No segundo caso, prepara-se não só o ataque, que ainda se diz não ser inevitável, como também os planos de ocupação para o que candidamente se designa por «viabilizar e democratizar» o Iraque pós Saddam. Ao que consta, parece que a única dúvida está em como e por quem é que vão geridos os campos de petróleo, por acaso as segundas maiores reservas do mundo. Nada que aflija a administração Bush, evidentemente, mas que é necessário ter em conta para não susceptibilizar muito os aliados.
Nem por ingenuidade se poderá pensar que os EUA e a Grã-Bretanha estão a ter todo este trabalho, a mobilizar milhares de homens, a deslocar equipamento e a gastar rios de dinheiro em manobras militares para um destes dias os inspectores da ONU virem dizer que nada encontraram e tudo ficar em águas de bacalhau. Consciente ou inconscientemente, o que de mais importante os inspectores estão a fazer em Bagdad é a ganhar tempo para que a máquina de guerra seja afinada, e a lançar poeira para os olhos da chamada opinião pública internacional.

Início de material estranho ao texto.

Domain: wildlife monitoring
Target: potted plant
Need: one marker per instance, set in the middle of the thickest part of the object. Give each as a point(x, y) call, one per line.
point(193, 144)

Há no entanto quem não concorde com esta táctica, temendo que alguma coisa corra mal e que o ataque ao Iraque não chegue a concretizar-se. É o caso do director do Público, JMF, que esta semana se armou em «conselheiro Acácio» e veio dizer ao país e ao mundo que é preciso agir antes que seja tarde. Estabelecendo um paralelismo entre a Coreia do Norte e o Iraque, e entre as políticas ditas de «apaziguamento» de certos políticos da época em relação a Hitler e a aproximação da Casa Branca no mandato de Clinton à Coreia do Norte, o «conselheiro» conclui que o resultado de demoras só pode ser um desastre.
Confundindo a complacência da generalidade das potências ocidentais face ao nazismo com «apaziguamento», JMF vem dizer que é preciso atacar o Iraque, não porque tenha armas de destruição maciça mas porque pode vir a tê-las. É aí que entra a comparação com a Coreia do Norte. Não tivesse Clinton sido um «apaziguador», e a esta hora não haveria a possibilidade de Pyongyang ter tecnologia nuclear. Agora é tarde, diz, perdeu-se a oportunidade de atacar.
Ignorando que Hitler cresceu com a conivência das democracias ocidentais, que foram olhando para o lado e fingindo desconhecer as atrocidades dos nazis até que o monstro lhes entrou casa dentro; relevando o facto de até agora apenas os «democráticos» EUA terem usado bombas nucleares, JMF pede sangue. É preciso atacar o Iraque, diz, para «prevenir» em vez de remediar.
Há mais quem, como JMF, partilhe da mesma opinião. São os chamados amigos do império. São os que ainda não aprenderam que os impérios não têm amigos, têm vassalos.